Salvador Dalí est universellement connu pour ses peintures surréalistes oniriques, de ses montres molles à ses paysages hallucinés. Ce que l’on sait moins, c’est que le maître catalan a également transposé son génie créatif dans la haute joaillerie, en concevant des bijoux extraordinaires sertis de diamants et de pierres précieuses. Ces œuvres d’art miniatures – broches, bagues ou colliers – furent réalisées en étroite collaboration avec des joailliers d’exception, et offrent à une poignée de privilégiés le rare plaisir de « porter » du Dalí sur soi. Alliant luxe et imagination débridée, les bijoux surréalistes de Dalí sont à la fois des joyaux étincelants et des pièces d’art à part entière, empreints de symbolisme et d’audace.

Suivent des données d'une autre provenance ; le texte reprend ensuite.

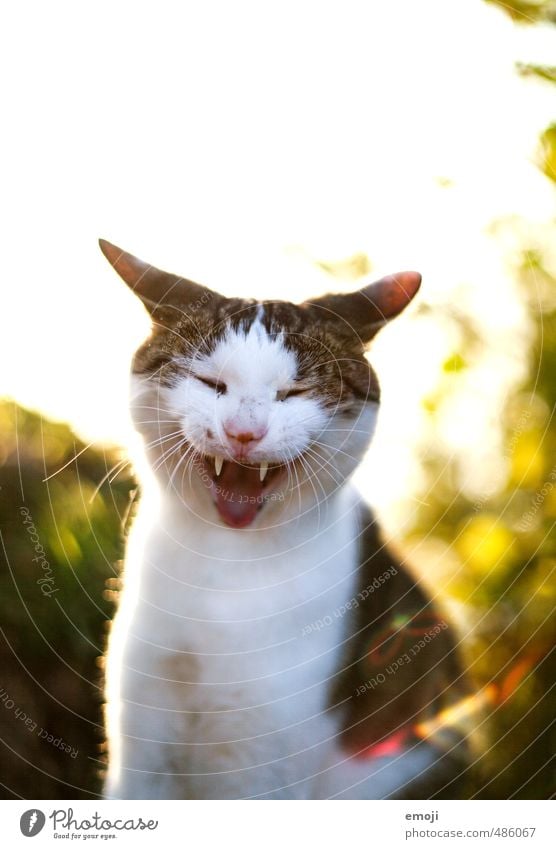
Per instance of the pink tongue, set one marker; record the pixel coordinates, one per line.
(238, 494)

Une modèle arbore plusieurs créations de joaillerie surréaliste signées Salvador Dalí vers la fin des années 1940, dont la broche-montre « L’Œil du Temps» placée devant son œil, les « Lèvres rubis» ornant sa bouche en guise de bijou, une main sculpturale en or parsemée de pierres précieuses, ainsi qu’une bague corset. Ces bijoux fantasmagoriques – main anthropomorphe, lèvres serties de rubis et perles, œil faisant office de montre – illustrent le style unique de Dalí, qui transformait les motifs de son univers artistique en parures précieuses.

Dalí, joaillier du surréalisme

En 1940, fuyant la guerre en Europe, Salvador Dalí s’installe aux États-Unis avec son épouse Gala. C’est là que, dès l’année suivante, il se lance dans la création de bijoux, un domaine qui lui permettra d’exprimer autrement son imaginaire. Au cours des 29 années suivantes (de 1941 à 1970), Dalí conçoit ainsi 39 pièces de haute joaillerie : une collection de chefs-d’œuvre surréalistes en or et en gemmes, donnant forme à des cœurs, des lèvres, des yeux, mais aussi à des motifs végétaux et animaux, des symboles religieux ou mythologiques, et à d’étranges figures anthropomorphes. À l’instar des artistes de la Renaissance qu’il admirait, Dalí refuse de se limiter à la peinture et aborde la joaillerie comme un art à part entière. Chaque bijou est pensé comme une œuvre d’art miniature où son univers onirique prend vie, mais sous l’éclat des diamants.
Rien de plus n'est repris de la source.